No, it isn’t. California is where big dreams go to die. The only businesses that are not leaving California are the ones that cannot leave because of geography. You can’t move to Central Valley farms. They’re just not gonna be able to find that climate anywhere else. You can’t just pick up a farm and move it. But TV production, movie production, a lot of that’s going up to Vancouver. Tech stuff?
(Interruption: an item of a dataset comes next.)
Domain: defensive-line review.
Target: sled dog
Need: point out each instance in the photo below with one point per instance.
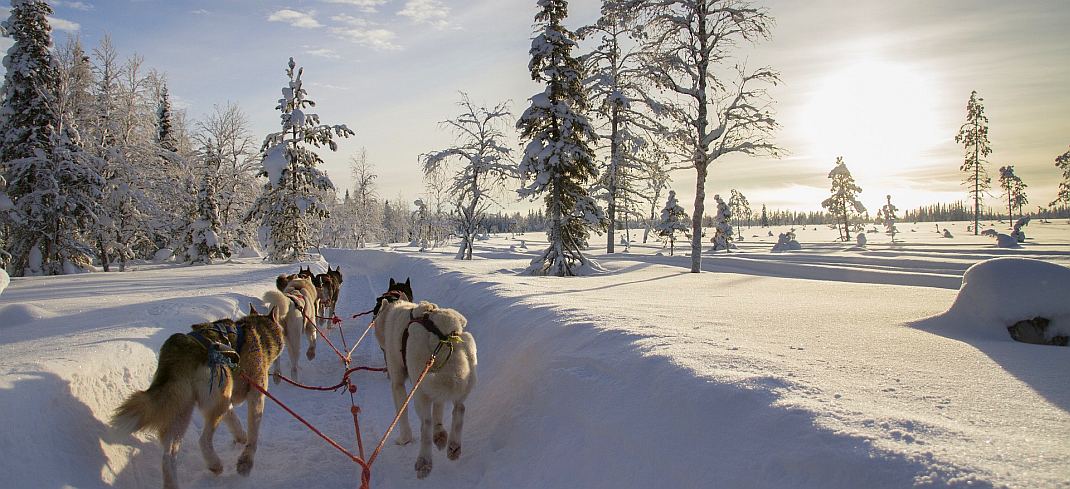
(300, 318)
(192, 372)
A lot of that has gone to Austin and the rest of the Sunbelt. A whole bunch of other businesses are, “You know what, get me out of here can’t deal with it anymore.”
And here is something that California progressives love. And they can’t make it happen because they have these crazy ideas. “Oh, let’s let’s run it through Bakersfield.” Or, you know, they forgot the whole point of high speed rail was to get you from one place to another really fast in a straight line. Running it through all these other communities doesn’t make any sense because it’s got to stop and let people on and off. You were used to reality smacking liberals or progressives in the face. This time it used a brick.
The ”True Detective” Clip
Says it all.
Conclusion
In case you missed it in the quotation from the New York Times above, current spending on high-speed rail is $1.8 million per day. Give them the benefit of the doubt, assume 8 hour workdays 5 days a week. With 365.25 days in an average year, there are 52.1786 weeks per year. That’s 260.89 workdays per year, Works out to $469.61 million per year. There are 78 years until the turn of the century. Total cost: $36.6 billion. I won’t be around to see the year 2100, but you can write down this prediction: high-speed rail will not be completed by then. Hopefully, that’s because some politician had the guts to shut the project down. If not, I’ll still stand by that prediction. High-speed rail is the asbestos litigation of government projects.